The title page specifies that the work was “Printed for the Author, at the Government Printing Office, 1818”. 

The first thing I noticed about the volume, using the Google Book edition, is that it has an extensive subscribers list divided by those who received the book in Malta and those who received the book in Corfu. At the very top it lists Sir Thomas Maitland, Commander in Chief of His majesty’s Forces in the Mediterranean, Governor of the Island of Malta and its Dependencies, and His Majesty’s Lord High commissioner in the United States of the Ionian islands” ordered 50 copies. Whoever Mrs. Iliff was, she was well-connected in politics and the militia.

The author uses her preface to recount the publication history of the volume, which I found useful. The first edition was published in London with the support of many “friends.” (again: read, well-connected)

I read this entire volume of poetry save one or two poems. It contains a wide variety of topics and themes, from politics to nature to the domestic and the spiritual. The second edition contains a section of poems added to the first edition, and these include translations of Maltese songs, which I found interesting, so the author should also be considered a translator. While none of these poems struck me as brilliant, I found “The Crazy Maid” to be an entertaining light Gothic tale, and I found “On Revisiting a Former Habitation” thoughtful. “To Walter Scott, on reading ‘Lord of the Isles’” has a very punchy ending in which we get a dose of the author’s sass:  

I think I hear thy sex exclaim / When one such wonder shall expire / There’ll spring to keep the race alive / A Phoenix from her funeral pyre / No rather from her ashes rise /  A creature still more strange and new / A silent Woman may be rare / But rarer still a Man who’s true

The author was far more difficult to find information about, and it appears that perhaps we can learn the most about her from her texts. She has no record in VIAF, Orlando, or the ODNB. I did find a Jane West in Orlando whose maiden name is Iliffe, but she is not our Mrs. Iliff as the spelling difference indicates. I’m glad I caught the spelling difference so that we don’t lose knowledge of an author that needs to be recovered simply because she shares a name, or almost shares a name, with one that is far more documented.

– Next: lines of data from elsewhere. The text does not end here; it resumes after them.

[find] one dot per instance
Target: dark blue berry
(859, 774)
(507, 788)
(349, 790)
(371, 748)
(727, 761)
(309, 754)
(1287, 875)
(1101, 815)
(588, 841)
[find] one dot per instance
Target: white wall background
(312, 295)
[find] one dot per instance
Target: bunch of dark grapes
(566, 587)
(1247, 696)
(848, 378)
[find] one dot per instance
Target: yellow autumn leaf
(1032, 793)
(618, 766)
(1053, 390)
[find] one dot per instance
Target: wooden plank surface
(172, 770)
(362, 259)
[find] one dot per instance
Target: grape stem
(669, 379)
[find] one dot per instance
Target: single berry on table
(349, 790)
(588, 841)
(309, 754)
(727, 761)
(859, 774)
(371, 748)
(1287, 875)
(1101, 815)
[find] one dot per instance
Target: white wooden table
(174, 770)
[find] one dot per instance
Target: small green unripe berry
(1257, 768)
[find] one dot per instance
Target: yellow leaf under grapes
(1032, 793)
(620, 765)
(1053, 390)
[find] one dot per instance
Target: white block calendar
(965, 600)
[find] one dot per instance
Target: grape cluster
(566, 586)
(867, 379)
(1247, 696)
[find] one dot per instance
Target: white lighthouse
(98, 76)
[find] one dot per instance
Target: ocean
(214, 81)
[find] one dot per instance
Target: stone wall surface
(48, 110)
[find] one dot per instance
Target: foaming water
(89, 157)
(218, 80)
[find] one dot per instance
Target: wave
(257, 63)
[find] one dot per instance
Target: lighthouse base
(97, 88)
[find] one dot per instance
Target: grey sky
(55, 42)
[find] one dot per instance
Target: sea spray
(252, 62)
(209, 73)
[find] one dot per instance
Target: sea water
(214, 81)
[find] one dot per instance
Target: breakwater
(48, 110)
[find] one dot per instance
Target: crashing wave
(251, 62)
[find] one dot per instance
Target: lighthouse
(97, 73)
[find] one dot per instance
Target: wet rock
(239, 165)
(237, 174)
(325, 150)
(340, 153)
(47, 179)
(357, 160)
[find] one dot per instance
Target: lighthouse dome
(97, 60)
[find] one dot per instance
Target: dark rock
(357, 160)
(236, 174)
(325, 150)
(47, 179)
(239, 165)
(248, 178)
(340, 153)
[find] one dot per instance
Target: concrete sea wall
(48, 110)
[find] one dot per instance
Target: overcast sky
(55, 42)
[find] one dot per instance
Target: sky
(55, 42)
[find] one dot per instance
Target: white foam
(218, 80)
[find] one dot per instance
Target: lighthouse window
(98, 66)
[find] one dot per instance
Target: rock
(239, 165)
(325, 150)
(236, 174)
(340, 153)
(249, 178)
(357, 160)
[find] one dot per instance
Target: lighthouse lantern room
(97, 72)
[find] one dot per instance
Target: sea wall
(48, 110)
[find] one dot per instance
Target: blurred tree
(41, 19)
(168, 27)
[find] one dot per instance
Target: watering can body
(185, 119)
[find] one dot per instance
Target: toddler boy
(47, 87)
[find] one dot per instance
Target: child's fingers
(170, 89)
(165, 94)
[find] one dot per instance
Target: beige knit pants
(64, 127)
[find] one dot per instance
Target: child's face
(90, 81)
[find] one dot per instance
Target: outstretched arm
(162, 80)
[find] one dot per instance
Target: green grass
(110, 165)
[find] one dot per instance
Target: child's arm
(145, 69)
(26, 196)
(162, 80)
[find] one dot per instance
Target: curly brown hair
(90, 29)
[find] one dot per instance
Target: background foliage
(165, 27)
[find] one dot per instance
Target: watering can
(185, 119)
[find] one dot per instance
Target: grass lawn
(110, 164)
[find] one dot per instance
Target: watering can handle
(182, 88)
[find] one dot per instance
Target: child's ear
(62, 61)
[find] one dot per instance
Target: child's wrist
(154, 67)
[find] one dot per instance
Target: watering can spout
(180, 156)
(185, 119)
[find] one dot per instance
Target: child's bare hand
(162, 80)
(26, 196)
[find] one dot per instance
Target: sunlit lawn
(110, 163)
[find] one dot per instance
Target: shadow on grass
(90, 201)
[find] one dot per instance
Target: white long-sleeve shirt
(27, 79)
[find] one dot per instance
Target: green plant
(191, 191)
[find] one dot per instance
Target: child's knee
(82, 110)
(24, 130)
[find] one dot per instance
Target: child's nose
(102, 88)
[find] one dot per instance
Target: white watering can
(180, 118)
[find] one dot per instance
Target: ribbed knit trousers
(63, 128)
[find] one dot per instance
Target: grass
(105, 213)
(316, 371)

What was most puzzling was the fact that two authors of books on politics and history, one recent and one from the early 20th century, having very little or nothing to do with literature, decided to excerpt the same stanza from Mrs. Iliff’s poem “England’s Defenders.” Why did they wind up using this excerpt by this author, of all the well-known nationalist stanzas?

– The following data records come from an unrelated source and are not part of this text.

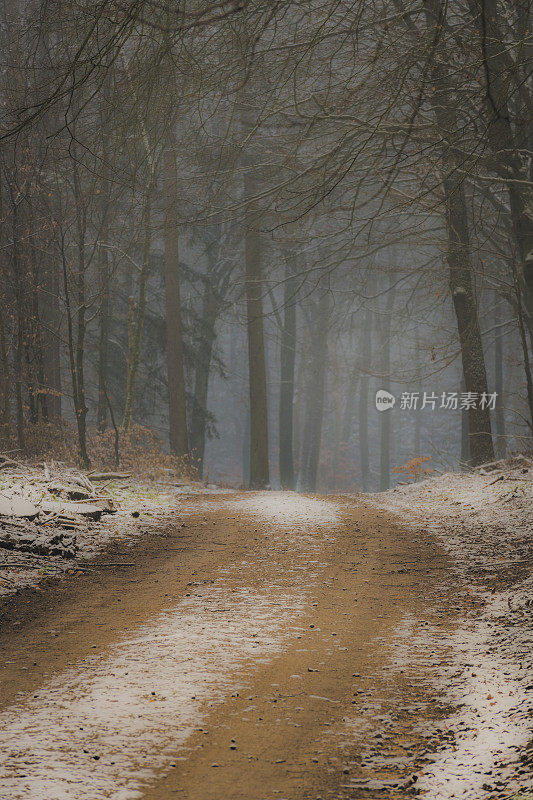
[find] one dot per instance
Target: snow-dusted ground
(142, 507)
(484, 520)
(119, 719)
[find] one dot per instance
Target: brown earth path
(320, 710)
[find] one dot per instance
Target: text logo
(384, 400)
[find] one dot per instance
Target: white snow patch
(97, 731)
(485, 522)
(289, 509)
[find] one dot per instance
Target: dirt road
(266, 646)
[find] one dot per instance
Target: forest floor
(261, 646)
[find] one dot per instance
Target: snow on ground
(118, 719)
(142, 507)
(484, 520)
(289, 509)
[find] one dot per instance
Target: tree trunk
(506, 135)
(363, 402)
(210, 310)
(287, 365)
(464, 302)
(314, 400)
(465, 433)
(385, 417)
(259, 471)
(459, 251)
(177, 410)
(5, 408)
(499, 418)
(138, 317)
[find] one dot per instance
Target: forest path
(257, 650)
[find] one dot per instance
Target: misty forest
(266, 333)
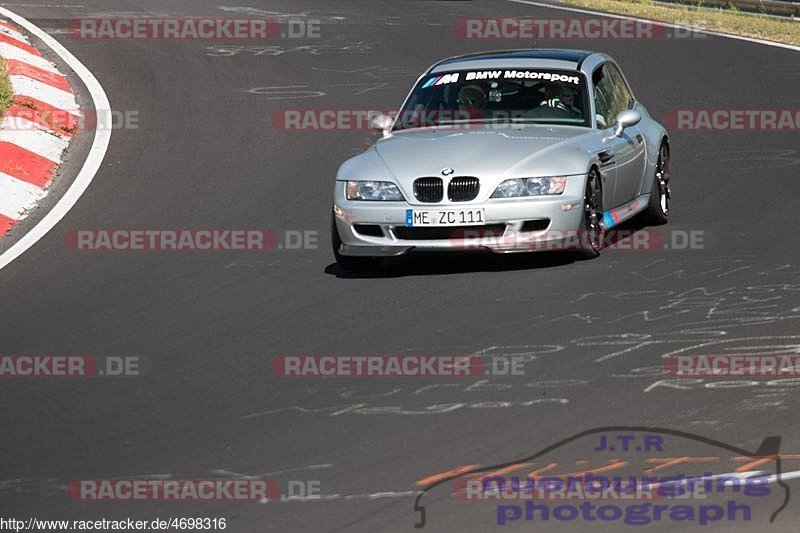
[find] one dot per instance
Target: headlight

In The History of English Patriotism, published in 1913, Esmé Cecil Wingfield-Stratford quotes her in a discussion of anti-Napoleon British satire. He is not very generous. First, he quotes four of John Ashton’s English character satires of Napoleon in verse. After them, he writes:

“Or to quote the lines of that very inferior poetess Mrs. Iliff:

Let Buonaparte his legions boast,

We tremble not with coward fears,

Our tars shall keep the sea, our coast

Be guarded by our volunteers”

(Wingfield-Stratford 121)

Then, in 1962 in a multivolume study of the history of party politics, Ivor Jennings uses the same stanza to discuss patriotic English poets. He mentions Wordsworth first and then suggests that both Coleridge and Illif were “inspired by danger” before including the above-quoted stanza by Iliff. Jennings doesn’t cite Iliff directly but instead cites Wingfield-Stratford as his source, which is a shame. It’s ironic that such an ungenerous reference to Iliff as a “very inferior poetess” could help transmit knowledge of her from the early 1900s to the later half of the century.

Last, I found a mention of Iliff in Charlotte Smith and British Romanticism (2015) by Jacqueline Labbe, where she is addressed as an influence on the sonnet writing culture. However, Labbe does not analyze any of Iliff’s poems in her book.

(Note: both of the authors who quote Iliff get her punctuation wrong. In the 1818 edition, the comma after sea is actually an em-dash, and the comma after “fears” is actually a semi-colon.)